If TV, or God help it the print media, fessed up to 80% overstatements of reach or frequency it would be vilified.
These latest errors are relatively minor but Facebook is growing like the clappers and will soon form, along with its quieter and less error-prone rival Google, the ‘digital duopoly’ (get used to that phrase). These two companies will account for more than 50% of the total digital advertising revenues in the UK this year, according to eMarketer, which in turn occupies an ever greater majority share of total ad revenues. That means Facebook is the new advertising orthodoxy and, as Confucius famously observed, when you sit at the top of the mountain everyone below tells you to go fuck yourself (or something along those lines).
READ MORE: Mark Ritson – Facebook’s erroneous video metrics show no one has a clue about digital
Just as a young Mark Zuckerberg nervously positioned his formative advertising offer against ‘traditional’ media advertising a decade ago to gain awareness and ultimately market share, everyone with a brain and a rival minority medium is attempting to capitalise on Facebook’s latest empirical misfortune and portray the company as unreliable and unworthy of client business.
The measurement errors also run directly against the big data, empirically-driven modelling that Facebook promised everyone while it was tearing up the traditional rate cards of formerly dominant media channels.
If TV, or God help it the print media, fessed up to 80% overstatements of reach or frequency it would be vilified and the mistake taken as clear evidence of an attempt to hide away its failings and decline.
Facebook deserves the same scorn twice over, because it was meant to be better than all this and, so far, it has been worse. And no-one knows how bad it really is because, no matter how many times it talks third parties, Facebook still has a massive wall between its garden and everyone else’s.
READ MORE: Advertisers must become ‘militant’ over digital metrics
The good news is that the sheer size and growth potential of Facebook, which analysts expect will generate around £900m in UK advertising revenues this year, makes it highly unlikely that clients or agencies will put their head over the media parapet and complain. Instead the usual digital suspects, sockless and supine, obediently tell all and sundry that there is nothing to see here. Move on.

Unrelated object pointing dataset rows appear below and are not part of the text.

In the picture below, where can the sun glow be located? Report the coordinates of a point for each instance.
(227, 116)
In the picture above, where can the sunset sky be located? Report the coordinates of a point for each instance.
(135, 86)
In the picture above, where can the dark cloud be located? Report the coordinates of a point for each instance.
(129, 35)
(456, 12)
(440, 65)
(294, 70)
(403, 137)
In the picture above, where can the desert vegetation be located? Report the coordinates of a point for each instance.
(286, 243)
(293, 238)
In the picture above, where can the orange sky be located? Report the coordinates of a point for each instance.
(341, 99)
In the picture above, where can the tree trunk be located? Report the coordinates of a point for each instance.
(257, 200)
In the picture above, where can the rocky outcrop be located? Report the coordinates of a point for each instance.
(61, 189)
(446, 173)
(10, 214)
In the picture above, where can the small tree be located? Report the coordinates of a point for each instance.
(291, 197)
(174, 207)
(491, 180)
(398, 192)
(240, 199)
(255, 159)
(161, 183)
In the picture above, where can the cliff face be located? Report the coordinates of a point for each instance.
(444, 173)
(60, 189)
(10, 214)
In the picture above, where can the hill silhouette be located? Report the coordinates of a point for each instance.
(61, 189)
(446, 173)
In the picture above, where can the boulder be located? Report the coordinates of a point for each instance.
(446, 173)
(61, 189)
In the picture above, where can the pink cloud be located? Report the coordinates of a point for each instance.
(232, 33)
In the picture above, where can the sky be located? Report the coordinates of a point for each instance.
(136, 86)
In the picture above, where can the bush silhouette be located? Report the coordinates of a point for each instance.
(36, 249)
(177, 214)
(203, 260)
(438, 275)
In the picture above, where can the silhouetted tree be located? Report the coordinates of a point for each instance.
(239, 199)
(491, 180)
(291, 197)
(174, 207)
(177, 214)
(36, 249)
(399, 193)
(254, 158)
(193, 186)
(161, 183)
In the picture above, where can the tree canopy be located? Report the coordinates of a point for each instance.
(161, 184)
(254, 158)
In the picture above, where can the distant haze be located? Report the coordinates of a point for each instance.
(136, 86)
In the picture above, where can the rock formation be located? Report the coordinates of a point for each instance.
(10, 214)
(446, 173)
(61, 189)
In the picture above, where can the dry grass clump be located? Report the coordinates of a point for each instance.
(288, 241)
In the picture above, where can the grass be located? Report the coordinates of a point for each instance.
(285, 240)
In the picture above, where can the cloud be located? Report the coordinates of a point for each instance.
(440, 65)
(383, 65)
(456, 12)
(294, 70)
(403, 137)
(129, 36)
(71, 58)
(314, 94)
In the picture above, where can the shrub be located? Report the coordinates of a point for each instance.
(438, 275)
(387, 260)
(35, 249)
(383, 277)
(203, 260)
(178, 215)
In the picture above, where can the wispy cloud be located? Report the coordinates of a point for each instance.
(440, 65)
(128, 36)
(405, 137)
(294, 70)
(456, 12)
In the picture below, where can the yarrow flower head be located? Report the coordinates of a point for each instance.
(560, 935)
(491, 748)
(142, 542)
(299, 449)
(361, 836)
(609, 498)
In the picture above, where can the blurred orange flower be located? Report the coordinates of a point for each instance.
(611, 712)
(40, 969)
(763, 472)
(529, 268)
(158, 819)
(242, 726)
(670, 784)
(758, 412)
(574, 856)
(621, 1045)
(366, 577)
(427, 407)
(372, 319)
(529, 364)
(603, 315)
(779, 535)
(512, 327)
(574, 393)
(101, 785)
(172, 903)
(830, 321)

But the big error in all of this is the big data. Facebook is quick to point out that its five mistakes are a tiny fraction of the 220 metrics that the company currently uses to measure audiences. But that is not a statement in its defence, it’s an explanation for its error. I can understand why it might want more than the classic media measures, but 200 more?
Naivety and inexperience on the part of Facebook’s researchers mean it is measuring too much. The skill of audience research is to know both what to measure and what to ignore. Measure too much and you confuse your message, your clients and ultimately – as is becoming increasingly apparent – yourself.